Assuming that science and technology will remain as key core components in schools education, it would make sense to engage the scientific teaching fraternity and ensure that EfS is seen as an integral element within the science curriculum. Science has much to offer for the furtherance of EfS e.g. skills for accurate observation and data collection and an understanding of both biophysical concepts and scientific processes. These elements could, along with the development of a more holistic approach to scientific understanding, help produce students who can engage in informed scientific debate. This would sit particularly well in England with the new Science 2000 group, whereby a number of science advisors are seeking to develop the science curriculum so that it will enable all pupils to be scientifically literate.

Workshop Format

To assist this process, workshop participants were asked to discuss and list:

  • key biophysical concepts that lend themselves to the integration of EfS teaching; and
  • scientific processes for EfS teaching to interconnect with.

Workshop Outcomes

Ultimately it was hoped to develop a series of key points, statements or case studies that could be used as part of a lobbying document to science curriculum development agencies.

Following discussion, groups within the workshop adopted three different approaches:

Lobbying from the bottom up
One group were firmly in favour of using data gathered by the botanic garden about pupil/teacher enthusiasm and increasing numbers of students/visitors wishing to participate in sustainable living programme activities.
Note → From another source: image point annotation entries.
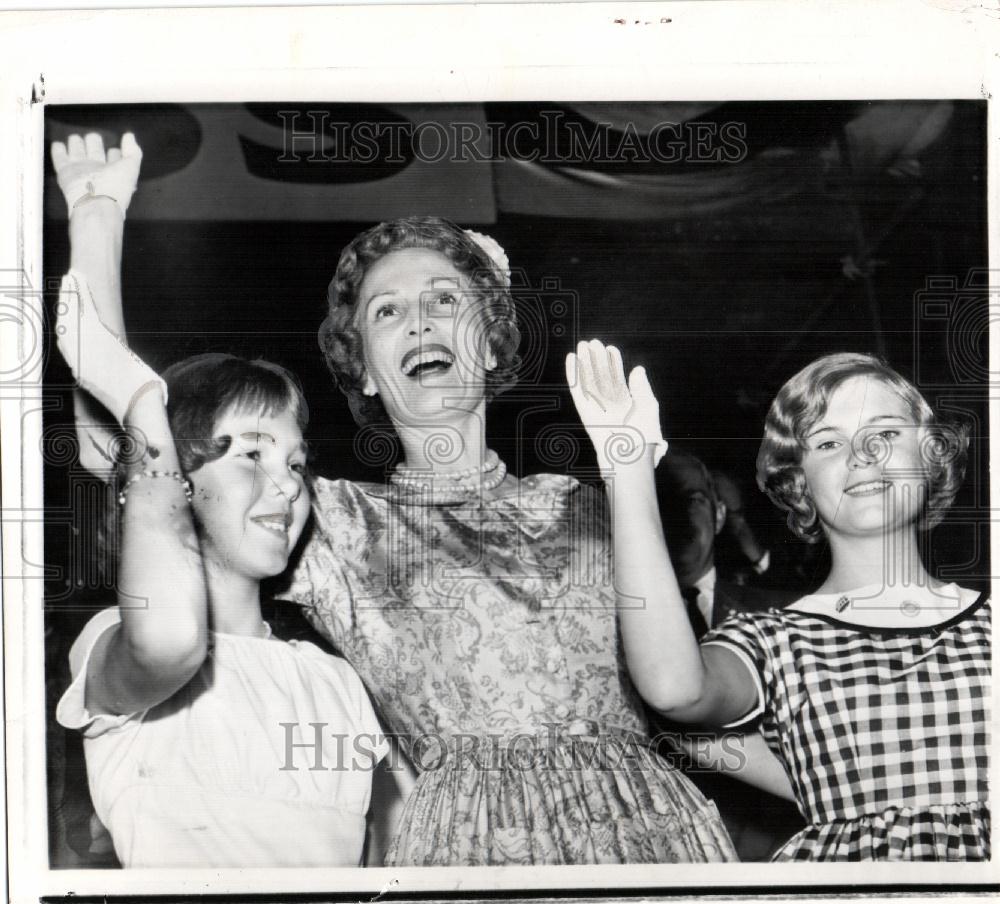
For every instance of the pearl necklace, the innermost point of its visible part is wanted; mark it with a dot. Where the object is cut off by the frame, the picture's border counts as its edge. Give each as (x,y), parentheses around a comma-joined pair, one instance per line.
(469,481)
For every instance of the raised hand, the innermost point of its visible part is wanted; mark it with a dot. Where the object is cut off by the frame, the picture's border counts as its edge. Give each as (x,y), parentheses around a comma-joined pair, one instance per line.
(84,170)
(621,418)
(101,363)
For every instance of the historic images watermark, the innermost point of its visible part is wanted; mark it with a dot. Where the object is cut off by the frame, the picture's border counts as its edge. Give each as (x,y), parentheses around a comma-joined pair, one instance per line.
(314,136)
(554,746)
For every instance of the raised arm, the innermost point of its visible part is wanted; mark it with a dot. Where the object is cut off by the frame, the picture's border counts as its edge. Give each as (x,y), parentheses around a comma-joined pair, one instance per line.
(97,187)
(162,639)
(685,682)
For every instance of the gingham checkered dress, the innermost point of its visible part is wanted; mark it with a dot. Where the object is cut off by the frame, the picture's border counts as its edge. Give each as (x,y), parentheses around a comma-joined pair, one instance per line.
(884,733)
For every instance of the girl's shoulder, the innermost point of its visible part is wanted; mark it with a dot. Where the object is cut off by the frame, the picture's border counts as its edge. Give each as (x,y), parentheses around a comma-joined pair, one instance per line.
(893,610)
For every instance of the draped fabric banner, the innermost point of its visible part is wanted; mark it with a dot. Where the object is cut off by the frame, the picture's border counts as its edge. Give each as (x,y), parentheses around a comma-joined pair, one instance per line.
(359,163)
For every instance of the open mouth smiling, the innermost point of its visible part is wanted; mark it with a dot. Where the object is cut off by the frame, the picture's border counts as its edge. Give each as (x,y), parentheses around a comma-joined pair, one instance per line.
(868,488)
(277,523)
(427,359)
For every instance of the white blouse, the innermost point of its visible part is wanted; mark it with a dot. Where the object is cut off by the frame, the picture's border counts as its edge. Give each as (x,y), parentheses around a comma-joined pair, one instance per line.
(224,773)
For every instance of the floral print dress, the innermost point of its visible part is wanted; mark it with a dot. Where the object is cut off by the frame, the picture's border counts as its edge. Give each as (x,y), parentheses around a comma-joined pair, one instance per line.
(487,637)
This data could be utilised to prove the need for a more integrated approach to EfS within the curriculum.

Lobbying the curriculum developers
A second group listed biophysical concepts e.g. effect of environmental degradation on ecosystem services , and went on to explore both scientific processes and scientific teaching methodologies. They recorded the importance of utilising the new iterative approach to science and the importance of exploring the philosophy of science and integrating ethics and values.

The statements offered as points to integrate into the science curriculum documentation were:

We should include EfS in science education because:

  • EfS is relevant to the lives of everybody; and can engage young people actively in their schools and communities’ (NB a side note here added ‘read increased enrolment in science education’).
  • ‘The world is facing environmental crises and science education has a vital role in supporting progress towards sustainable futures’.
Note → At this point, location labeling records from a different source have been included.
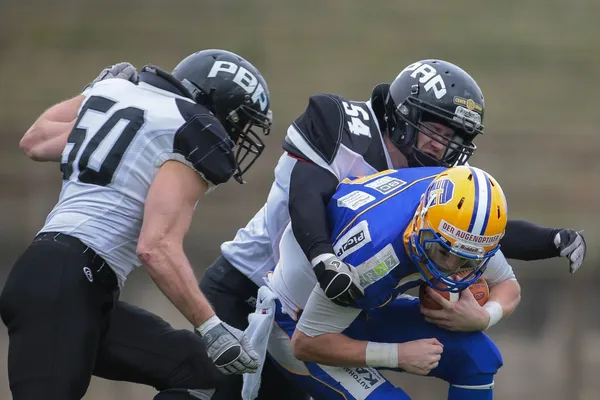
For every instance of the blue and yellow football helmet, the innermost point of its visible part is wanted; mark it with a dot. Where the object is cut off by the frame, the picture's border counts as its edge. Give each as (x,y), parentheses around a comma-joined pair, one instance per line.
(457,227)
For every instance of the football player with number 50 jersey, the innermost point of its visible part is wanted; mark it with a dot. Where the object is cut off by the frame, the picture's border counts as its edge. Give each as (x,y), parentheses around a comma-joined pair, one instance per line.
(136,154)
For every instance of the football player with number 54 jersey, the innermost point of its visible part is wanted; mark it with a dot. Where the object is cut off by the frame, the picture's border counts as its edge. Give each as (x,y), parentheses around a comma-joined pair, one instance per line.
(397,229)
(429,115)
(136,154)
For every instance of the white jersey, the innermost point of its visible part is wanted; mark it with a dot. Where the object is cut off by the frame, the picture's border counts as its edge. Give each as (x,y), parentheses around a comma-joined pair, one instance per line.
(336,134)
(123,134)
(293,280)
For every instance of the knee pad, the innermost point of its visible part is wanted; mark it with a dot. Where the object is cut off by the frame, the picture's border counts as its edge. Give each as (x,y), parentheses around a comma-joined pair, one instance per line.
(184,394)
(479,357)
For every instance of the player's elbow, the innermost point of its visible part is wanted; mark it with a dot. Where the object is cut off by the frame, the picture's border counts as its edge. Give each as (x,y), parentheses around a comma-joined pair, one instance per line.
(28,144)
(153,253)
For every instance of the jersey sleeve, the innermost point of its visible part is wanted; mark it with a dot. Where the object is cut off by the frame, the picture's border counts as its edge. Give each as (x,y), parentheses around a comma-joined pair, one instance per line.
(204,145)
(317,133)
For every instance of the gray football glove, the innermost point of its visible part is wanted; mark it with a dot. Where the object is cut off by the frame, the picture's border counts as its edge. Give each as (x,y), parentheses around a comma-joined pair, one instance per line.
(230,350)
(122,70)
(339,281)
(571,244)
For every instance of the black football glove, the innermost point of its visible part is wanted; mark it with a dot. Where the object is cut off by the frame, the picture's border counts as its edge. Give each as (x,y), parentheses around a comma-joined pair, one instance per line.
(339,281)
(571,244)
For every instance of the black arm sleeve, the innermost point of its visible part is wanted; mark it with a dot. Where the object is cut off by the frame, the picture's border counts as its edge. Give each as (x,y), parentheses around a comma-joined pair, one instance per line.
(527,241)
(311,188)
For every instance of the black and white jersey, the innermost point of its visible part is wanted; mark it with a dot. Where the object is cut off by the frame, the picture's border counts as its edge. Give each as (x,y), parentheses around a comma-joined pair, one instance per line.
(339,135)
(123,134)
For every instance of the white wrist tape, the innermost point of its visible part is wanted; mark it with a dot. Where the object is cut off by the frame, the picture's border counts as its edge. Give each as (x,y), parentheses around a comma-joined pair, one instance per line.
(382,355)
(320,258)
(496,312)
(208,325)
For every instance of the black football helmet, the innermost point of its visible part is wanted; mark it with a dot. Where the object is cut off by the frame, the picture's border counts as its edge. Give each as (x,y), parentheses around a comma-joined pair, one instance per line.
(236,93)
(434,91)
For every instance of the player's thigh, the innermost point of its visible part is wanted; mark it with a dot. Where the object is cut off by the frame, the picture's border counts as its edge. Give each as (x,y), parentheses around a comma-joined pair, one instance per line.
(141,347)
(465,353)
(230,292)
(275,385)
(55,319)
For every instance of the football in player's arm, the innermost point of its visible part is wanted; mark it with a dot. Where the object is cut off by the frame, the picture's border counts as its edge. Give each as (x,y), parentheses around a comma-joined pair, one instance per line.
(427,228)
(332,132)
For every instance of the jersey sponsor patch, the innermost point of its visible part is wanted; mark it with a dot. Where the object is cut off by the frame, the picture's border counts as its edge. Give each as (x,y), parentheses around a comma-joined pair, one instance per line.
(359,382)
(378,266)
(355,200)
(353,240)
(386,184)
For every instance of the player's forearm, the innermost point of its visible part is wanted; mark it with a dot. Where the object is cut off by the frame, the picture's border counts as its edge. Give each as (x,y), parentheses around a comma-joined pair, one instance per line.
(169,268)
(525,240)
(333,349)
(507,294)
(311,188)
(47,137)
(46,140)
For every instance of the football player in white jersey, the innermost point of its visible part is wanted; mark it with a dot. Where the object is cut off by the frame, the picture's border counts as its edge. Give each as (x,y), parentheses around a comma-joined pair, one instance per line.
(136,155)
(429,115)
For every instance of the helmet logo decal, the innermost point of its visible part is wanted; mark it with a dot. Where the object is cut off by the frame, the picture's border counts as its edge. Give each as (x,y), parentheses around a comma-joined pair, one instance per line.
(428,76)
(467,238)
(439,193)
(469,103)
(245,79)
(469,118)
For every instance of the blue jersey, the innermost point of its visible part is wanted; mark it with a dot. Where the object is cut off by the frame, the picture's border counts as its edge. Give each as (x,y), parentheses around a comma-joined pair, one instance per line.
(368,217)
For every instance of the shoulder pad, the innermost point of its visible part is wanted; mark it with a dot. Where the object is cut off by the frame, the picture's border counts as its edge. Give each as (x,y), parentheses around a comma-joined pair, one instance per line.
(330,121)
(203,141)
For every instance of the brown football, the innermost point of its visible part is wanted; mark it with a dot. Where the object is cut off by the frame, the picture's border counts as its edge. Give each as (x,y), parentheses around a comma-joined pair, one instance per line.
(479,288)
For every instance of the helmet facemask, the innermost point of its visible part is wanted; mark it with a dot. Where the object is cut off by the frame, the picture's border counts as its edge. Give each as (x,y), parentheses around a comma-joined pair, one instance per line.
(245,126)
(429,250)
(413,113)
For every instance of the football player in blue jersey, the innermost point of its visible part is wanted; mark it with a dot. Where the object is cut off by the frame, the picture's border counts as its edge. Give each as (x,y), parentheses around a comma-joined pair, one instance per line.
(398,229)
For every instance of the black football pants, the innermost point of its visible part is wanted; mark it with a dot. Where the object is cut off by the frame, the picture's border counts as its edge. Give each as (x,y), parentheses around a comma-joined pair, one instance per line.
(63,328)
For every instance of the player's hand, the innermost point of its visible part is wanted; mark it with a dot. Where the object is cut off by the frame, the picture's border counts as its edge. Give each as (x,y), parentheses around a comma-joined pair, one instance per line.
(339,281)
(419,357)
(465,315)
(230,350)
(571,244)
(122,70)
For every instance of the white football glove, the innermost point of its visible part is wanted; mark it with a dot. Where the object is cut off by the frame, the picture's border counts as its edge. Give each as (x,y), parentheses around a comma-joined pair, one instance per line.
(228,348)
(122,70)
(571,244)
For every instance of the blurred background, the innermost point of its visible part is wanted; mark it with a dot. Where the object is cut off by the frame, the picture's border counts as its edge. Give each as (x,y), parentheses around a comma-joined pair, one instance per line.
(538,63)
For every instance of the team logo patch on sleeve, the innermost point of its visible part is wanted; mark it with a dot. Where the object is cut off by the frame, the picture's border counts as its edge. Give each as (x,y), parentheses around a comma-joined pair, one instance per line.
(378,266)
(355,200)
(353,240)
(386,184)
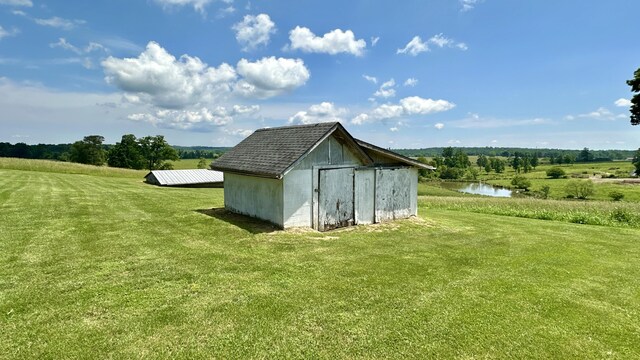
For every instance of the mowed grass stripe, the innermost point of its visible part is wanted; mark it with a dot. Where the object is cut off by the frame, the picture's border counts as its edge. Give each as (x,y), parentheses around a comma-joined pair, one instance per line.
(113,267)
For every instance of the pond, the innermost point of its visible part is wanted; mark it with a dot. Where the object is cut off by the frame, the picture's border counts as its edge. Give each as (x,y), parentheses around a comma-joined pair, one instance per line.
(479,189)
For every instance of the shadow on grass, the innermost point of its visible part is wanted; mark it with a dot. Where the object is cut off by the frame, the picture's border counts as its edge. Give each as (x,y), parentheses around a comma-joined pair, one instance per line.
(252,225)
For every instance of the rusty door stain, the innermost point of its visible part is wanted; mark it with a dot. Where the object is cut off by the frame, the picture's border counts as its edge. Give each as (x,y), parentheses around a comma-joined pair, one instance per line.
(335,198)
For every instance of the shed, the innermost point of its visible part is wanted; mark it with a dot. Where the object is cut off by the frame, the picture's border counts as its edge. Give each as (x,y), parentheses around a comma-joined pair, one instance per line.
(195,177)
(317,176)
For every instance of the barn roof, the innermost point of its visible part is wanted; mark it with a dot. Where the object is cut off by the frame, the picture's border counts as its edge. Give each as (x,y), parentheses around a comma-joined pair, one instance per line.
(271,152)
(186,177)
(371,149)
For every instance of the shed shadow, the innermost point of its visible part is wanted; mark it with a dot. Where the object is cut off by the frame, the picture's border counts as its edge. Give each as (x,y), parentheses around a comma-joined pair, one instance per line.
(247,223)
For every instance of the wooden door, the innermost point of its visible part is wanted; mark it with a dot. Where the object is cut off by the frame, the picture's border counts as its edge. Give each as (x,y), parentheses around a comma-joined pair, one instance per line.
(335,198)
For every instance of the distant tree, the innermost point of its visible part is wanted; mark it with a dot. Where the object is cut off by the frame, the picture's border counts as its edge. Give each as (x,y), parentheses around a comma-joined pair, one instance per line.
(203,163)
(584,156)
(579,189)
(616,195)
(636,162)
(155,151)
(423,172)
(635,100)
(88,151)
(568,159)
(126,154)
(521,182)
(534,160)
(555,172)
The group suggested case studies to support these statements could be based on ‘Recognition of indigenous knowledge and wisdom of people who live their lives sustainably e.g. traditional medicine and agriculture supported through partnerships between local communities and botanic gardens’.
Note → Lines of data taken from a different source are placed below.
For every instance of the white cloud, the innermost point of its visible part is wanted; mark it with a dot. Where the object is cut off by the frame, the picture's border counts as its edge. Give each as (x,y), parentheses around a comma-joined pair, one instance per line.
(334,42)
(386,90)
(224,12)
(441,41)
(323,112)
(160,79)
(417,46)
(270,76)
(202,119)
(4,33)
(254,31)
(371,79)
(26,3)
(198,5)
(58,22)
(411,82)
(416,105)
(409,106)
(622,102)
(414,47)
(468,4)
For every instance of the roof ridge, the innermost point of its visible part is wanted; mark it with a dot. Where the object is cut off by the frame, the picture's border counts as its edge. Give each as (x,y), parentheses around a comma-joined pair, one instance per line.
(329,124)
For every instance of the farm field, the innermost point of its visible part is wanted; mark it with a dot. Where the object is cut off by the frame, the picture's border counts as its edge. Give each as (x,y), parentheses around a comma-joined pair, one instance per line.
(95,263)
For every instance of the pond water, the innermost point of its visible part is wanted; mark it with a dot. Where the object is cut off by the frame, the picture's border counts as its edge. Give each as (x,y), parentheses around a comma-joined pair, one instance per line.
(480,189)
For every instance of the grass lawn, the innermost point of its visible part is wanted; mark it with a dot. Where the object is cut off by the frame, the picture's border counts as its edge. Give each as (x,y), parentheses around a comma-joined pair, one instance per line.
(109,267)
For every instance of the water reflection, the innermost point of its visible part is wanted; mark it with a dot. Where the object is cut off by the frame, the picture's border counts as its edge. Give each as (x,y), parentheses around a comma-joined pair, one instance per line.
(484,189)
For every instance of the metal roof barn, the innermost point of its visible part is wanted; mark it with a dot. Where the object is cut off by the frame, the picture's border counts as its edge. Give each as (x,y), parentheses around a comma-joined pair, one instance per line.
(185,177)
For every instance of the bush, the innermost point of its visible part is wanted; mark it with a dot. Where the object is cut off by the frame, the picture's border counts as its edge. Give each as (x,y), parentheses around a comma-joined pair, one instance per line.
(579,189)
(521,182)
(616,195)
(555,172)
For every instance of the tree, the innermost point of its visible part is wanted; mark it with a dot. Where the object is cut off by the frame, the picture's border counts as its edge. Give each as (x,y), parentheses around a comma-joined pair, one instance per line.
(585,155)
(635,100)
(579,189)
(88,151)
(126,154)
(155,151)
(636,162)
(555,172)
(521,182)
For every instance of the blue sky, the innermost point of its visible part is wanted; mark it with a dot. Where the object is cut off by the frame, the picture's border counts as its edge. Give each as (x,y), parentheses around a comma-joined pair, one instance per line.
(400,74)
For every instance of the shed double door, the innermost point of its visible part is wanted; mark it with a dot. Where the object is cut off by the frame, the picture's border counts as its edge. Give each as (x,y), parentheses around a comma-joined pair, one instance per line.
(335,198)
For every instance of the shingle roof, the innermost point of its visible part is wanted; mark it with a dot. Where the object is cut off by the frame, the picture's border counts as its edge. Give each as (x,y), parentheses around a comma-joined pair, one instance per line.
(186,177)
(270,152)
Lobbying from the top down
The third group felt that it would only be worth lobbying from the top down; they felt that this was the only way one would get any significant change. To engage politicians and decision makers, they recommended that the following tactics would enable successful lobbying:

  • remind people of their national and international obligations e.g. sign up to Agenda 21 and CBD;
  • use the fact that the electorate is increasingly aware of the severity of the crisis;
  • sell EfS as an opportunity i.e. for new technologies;
  • remind them that EfS is not incompatible with educating for job opportunities and economic success;
  • use the fact that the electorate is becoming ‘greener’; and
  • offer EfS as an integrating focus for the science curriculum.